The husband had worked his entire career polishing the cannon on the town green every day. One day, as he neared retirement, he came home and announced to his wife, “For twenty years, I’ve worked for the town, and now I’m going into business for myself.”
“I bought a cannon.”
Stop Polishing the Cannon
Strategic account management in the most forward-thinking companies is undergoing a transformation that is increasing sales effectiveness and company profitability by 33 percent or more.
The most effective strategic account managers are shifting their focus from maximizing sales and gross margins, to going directly after major net profit increases in key accounts – without the false assumption that more sales equals more profits. In fact, nowhere is this false assumption a bigger mistake than in major account management.
Strategic accounts certainly have the scale and scope to provide critical revenues and gross margins. They are very important to revenue growth. However, major accounts also have massive power to reduce prices and to extract costly service packages. For most companies, and certainly for most strategic account managers, this pressure is very hard to resist.

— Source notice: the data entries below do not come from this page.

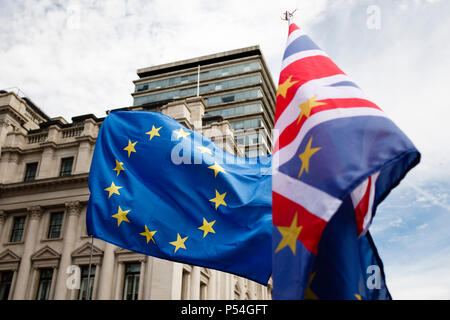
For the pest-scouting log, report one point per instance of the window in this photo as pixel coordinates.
(45, 282)
(30, 171)
(237, 111)
(54, 230)
(203, 291)
(131, 285)
(192, 78)
(66, 167)
(85, 289)
(185, 284)
(18, 228)
(5, 284)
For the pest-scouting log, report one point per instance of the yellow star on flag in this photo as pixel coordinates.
(283, 88)
(217, 168)
(121, 216)
(207, 227)
(219, 199)
(306, 107)
(204, 150)
(153, 132)
(290, 235)
(130, 147)
(113, 189)
(305, 156)
(181, 133)
(148, 234)
(179, 243)
(119, 167)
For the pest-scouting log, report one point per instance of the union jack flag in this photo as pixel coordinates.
(332, 147)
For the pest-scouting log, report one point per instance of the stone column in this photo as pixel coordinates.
(23, 274)
(84, 157)
(195, 283)
(73, 210)
(4, 125)
(106, 276)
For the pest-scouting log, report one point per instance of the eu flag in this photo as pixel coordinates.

This major account power leads to the extremely difficult situation in many companies, in which major account revenues increase while net profits actually decline. All too many strategic account managers find themselves in essence polishing the cannon.
What can a strategic account manager do?
Sell Profits, Not Revenues
The most important factor in strategic account management is the vast difference between selling revenues and selling net profits. Most selling systems simply assume that these are equivalent, but nothing could be further from the truth.
In years of work on maximizing profitability, and in the billions of dollars of annual client revenues that run through Profit Isle’s – my company’s – analytical systems, I have found that a surprisingly small portion of a company’s business provides all the reported earnings, and even subsidizes the losses on the remainder of the business.
For example, one very successful, industry-leading company earned over 150 percent of its profits from about 15 percent of its business, and an amazingly large portion of these profits were simply eroded away by the majority of the business.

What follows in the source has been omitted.